Being able to get where you need to go is incredibly important, and it can mean the difference between remaining independent at home and requiring significant assistance. If you cannot operate your own vehicle, these resources may be able to help:
- Public transportation. Many counties throughout the country offer low-cost public transportation for seniors and those living with disabilities. Contact your local Area Agency on Aging for information about programs in your county.
- Reliable family and friends. Discuss with your network of loved ones the possibility of them helping you get to important appointments or simply bringing you along for grocery shopping and other common errands.
- Uber/Lyft/Taxi. Ride service can be a safe and timely way to get you where you’re going.
- Healthcare-at-home providers. These services can ensure you get to your doctor, physical therapy, or other important appointments safely and on time.
There are many small changes you can make at home to make living independently easier and less stressful. Some specialized tools that may help include:
- Reach aids. This is a simple device with long or telescoping handles that help you reach difficult places. These include extendable scrubbers, grabber tools, long-handled shower sponges, sock aids, and other tools with long handles.
- Adaptive utensils. These specialized utensils help people with limited mobility or problems with hand stabilization feed themselves without assistance. You can also consider hand gripper aids to help you easily hold small utensils like pens and toothbrushes.
- Smart devices. Start by outfitting your home with things like smart plugs and other smart devices. Adding a voice-activated system like the Amazon Echo or Google Home is one way to use technology to help make life a little easier. You can turn off lights, play music, or check the weather with just your voice.
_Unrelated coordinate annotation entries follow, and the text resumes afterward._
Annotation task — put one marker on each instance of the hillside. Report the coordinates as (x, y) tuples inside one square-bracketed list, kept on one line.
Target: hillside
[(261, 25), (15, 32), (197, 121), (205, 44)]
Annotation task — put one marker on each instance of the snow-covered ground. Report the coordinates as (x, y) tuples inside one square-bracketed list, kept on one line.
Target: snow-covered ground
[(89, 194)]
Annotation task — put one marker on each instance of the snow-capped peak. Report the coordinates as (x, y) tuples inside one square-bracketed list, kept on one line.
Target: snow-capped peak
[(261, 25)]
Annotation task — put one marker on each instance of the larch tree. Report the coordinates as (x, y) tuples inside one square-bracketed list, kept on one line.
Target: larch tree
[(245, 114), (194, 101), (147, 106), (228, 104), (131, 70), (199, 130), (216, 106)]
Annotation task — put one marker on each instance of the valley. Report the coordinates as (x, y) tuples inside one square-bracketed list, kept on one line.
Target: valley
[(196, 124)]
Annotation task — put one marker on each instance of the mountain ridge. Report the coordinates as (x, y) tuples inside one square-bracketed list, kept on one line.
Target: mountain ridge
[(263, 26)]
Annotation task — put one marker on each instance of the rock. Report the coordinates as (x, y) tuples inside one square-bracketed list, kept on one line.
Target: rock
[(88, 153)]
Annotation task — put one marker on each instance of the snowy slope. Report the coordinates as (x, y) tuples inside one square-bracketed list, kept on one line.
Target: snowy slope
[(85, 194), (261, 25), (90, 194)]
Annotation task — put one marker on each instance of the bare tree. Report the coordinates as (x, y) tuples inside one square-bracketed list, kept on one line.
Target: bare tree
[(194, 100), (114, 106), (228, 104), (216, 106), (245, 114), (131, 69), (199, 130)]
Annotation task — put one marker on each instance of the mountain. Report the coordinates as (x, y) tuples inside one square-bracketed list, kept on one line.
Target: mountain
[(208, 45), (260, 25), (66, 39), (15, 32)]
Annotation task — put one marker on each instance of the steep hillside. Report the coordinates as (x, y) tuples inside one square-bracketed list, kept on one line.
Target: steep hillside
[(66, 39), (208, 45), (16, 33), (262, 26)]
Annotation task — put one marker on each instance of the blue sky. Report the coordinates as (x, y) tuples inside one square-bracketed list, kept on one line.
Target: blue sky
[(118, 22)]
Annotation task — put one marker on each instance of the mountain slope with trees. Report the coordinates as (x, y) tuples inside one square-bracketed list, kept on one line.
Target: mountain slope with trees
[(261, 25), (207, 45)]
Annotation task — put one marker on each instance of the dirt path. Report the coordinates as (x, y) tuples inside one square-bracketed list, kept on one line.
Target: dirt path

- Kitchen tools. Simplify your cooking process by adding tools like a microwave steamer to eliminate the need to carry boiling water across the kitchen, or an automatic jar opener to make opening sauces and other items easier.
- Mini refrigerator. Placing one of these small units in a convenient spot, like your bedroom, can be a big help when you don’t want to – or don’t feel like – heading to the kitchen for a drink or snack.
- Shower upgrades. Consider installing a handheld showerhead, grab bars, or shower chair to make bathing safer and easier.
- Better lighting. By brightening up your space, you can more easily spot trip hazards to get around your home safely.
- Practical clothes. Look at your wardrobe and make sure you can easily put on and remove your clothing. You may need to look toward styles with elastic waists, Velcro closures, and loose sleeves.
- Standing aid. A variety of portable devices are available to help you rise from your bed, couch, or chair safely.
In-Home Care Services
Professional providers of in-home care are experienced at working to help the individuals they assist to live at home with the greatest level of independence possible. These services are beneficial to many.
- Personal care. Healthcare-at-home providers can assist with bathing, washing hair, or getting dressed. Turning to expert providers of these activities of daily living can be transformative.
- Medication assistance. Get help portioning out your medication for the week or setting up medication reminders so you never forget a dose.
- Household chores. Housekeeping services can remove a large burden and allow you to spend more time doing the things you want to do.
- Meals and nutrition. Get help making mealtime more manageable. You can also learn how to get all the nutrition you need to live well, and how to follow any specific dietary restrictions your doctor may recommend.
- Companionship. An open ear can help alleviate boredom and loneliness, making the experience of living at home more enjoyable.
Whatever your situation, there are several things you can do to remain comfortably and independently at home. Get started by reviewing your personal situation and considering what assistance might work best for you.